4. Exercise – walking, occasional riding, trimming hooves, feeding, lifting hay bales/nets and feed buckets, fencing and grooming are all good and varied forms of exercise.
5. Skills – I’m constantly learning new things from and with my horses in order to keep them in good health. For example; new rope knots, training techniques, ways of feeding them better, things to enrich their lives, pasture and soil management etc.
6. Friendship & relating – horses are social beings and so are we. Mine are usually less demanding to be with than people, although sometimes I wonder when they’re all lining up to have their bottom’s scratched!
Without realising, I’ve learnt a lot about relating, becoming more aware of body language and considering the other person’s/horses point of view. This has allowed me to respond thoughtfully rather than react to difficult situations.
They also bring new friendships into my life with the helpers from all over the world that come to stay with me and love learning from my horses.
7. Research and photographic models – I test out all the products I sell before adding them to my online shop – in fact, I usually only sell stuff that my herd and I find useful and that works well. Most of my horses cooperate well to model the bitless bridles, halters, bareback pads and other apparel I develop and sell. Having 14 horses gives me a variety of size and colour choices.
8. Challenges – we all learn more from getting out of our comfort zone and horses challenge us to look for answers and try new things.
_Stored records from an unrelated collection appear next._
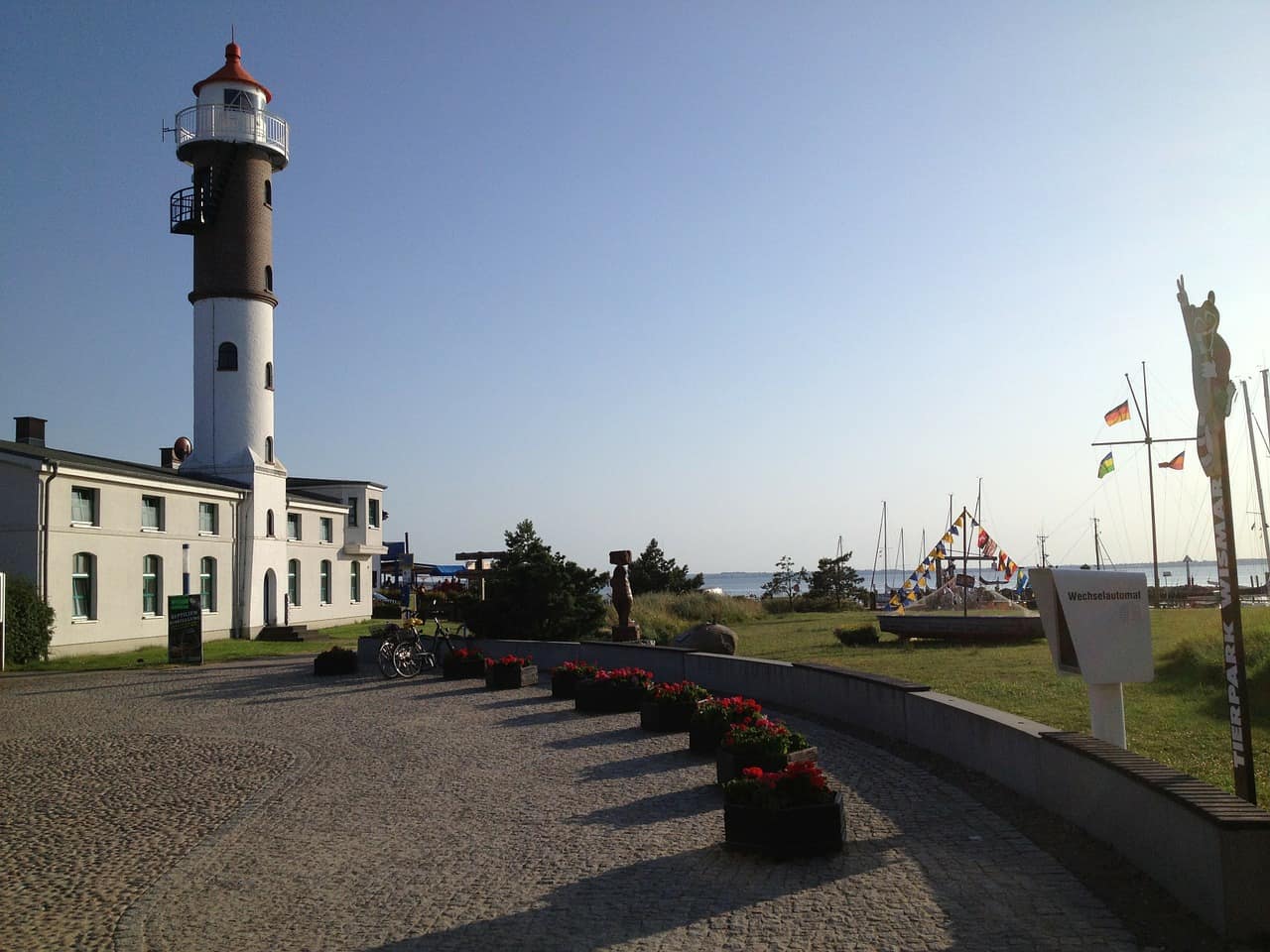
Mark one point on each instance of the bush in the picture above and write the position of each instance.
(30, 622)
(855, 635)
(335, 660)
(662, 615)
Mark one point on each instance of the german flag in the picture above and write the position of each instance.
(1118, 416)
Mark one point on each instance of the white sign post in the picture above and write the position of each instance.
(1097, 626)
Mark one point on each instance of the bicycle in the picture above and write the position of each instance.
(413, 655)
(393, 638)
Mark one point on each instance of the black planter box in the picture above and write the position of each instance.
(666, 717)
(794, 832)
(728, 766)
(598, 697)
(503, 676)
(454, 667)
(564, 684)
(703, 737)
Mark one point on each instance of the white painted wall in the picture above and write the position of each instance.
(119, 544)
(232, 409)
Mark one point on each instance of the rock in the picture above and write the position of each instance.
(710, 638)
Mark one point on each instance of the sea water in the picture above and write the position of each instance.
(1171, 574)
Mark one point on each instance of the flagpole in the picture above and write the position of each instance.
(1256, 472)
(1151, 470)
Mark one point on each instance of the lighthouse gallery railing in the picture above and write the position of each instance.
(232, 123)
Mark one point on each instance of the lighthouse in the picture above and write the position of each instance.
(235, 148)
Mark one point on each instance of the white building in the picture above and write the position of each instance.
(105, 539)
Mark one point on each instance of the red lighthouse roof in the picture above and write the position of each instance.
(232, 71)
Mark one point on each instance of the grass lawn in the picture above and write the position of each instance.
(218, 651)
(1180, 719)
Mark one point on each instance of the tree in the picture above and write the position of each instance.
(653, 571)
(535, 593)
(835, 579)
(30, 622)
(785, 581)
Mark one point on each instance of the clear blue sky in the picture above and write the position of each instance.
(726, 275)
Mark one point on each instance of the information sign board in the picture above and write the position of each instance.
(185, 630)
(1097, 624)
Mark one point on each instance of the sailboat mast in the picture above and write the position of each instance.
(873, 581)
(1256, 472)
(1151, 467)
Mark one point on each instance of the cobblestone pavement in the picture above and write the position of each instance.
(254, 806)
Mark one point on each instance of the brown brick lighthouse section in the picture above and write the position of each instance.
(276, 811)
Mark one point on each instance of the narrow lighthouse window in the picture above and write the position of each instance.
(226, 357)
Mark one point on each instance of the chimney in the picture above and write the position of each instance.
(31, 429)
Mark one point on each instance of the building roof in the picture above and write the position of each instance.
(118, 467)
(232, 71)
(309, 483)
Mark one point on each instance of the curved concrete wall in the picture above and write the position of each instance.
(1205, 846)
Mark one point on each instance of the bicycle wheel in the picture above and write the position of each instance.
(407, 661)
(386, 652)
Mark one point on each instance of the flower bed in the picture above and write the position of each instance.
(509, 671)
(670, 707)
(564, 679)
(619, 690)
(463, 662)
(714, 716)
(760, 742)
(790, 812)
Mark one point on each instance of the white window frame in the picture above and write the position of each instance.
(324, 583)
(89, 574)
(214, 511)
(207, 584)
(159, 513)
(157, 576)
(93, 499)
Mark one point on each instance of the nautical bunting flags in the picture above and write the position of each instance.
(1118, 416)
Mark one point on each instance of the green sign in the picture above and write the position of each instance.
(185, 630)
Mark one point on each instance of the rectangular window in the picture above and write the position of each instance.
(81, 585)
(207, 583)
(294, 581)
(208, 518)
(151, 584)
(151, 513)
(82, 506)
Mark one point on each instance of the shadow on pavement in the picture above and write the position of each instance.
(642, 900)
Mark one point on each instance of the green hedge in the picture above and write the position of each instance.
(30, 622)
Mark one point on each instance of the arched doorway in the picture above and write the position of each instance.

Sometimes those challenges are mental – (how do we find out when and what to feed an insulin resistant horse), sometimes emotional (when do I need to euthanise the ‘oldies’) and others are physical (how do I stop that pony getting through the electric fence!).
9. Entertainment – I love observing my horses from the house – no need for a TV here during daylight saving hours! When I hear galloping hooves I look up to see them running and check why or what from (the neighbour has scary sheep!). I especially enjoy watching their herd behaviour and how that changes over time as herd friendships develop.
10. Motivation – things need to be done even if we don’t feel like getting out there. Feeding, hoof care, worming, fencing etc. and once you’re moving, it’s easier to feel like tackling other tasks outside. Once we’re out there with our horses we see the beautiful sunrise/sunset, we notice what needs doing, we enjoy being active and so life goes on with this amazing animal – the horse.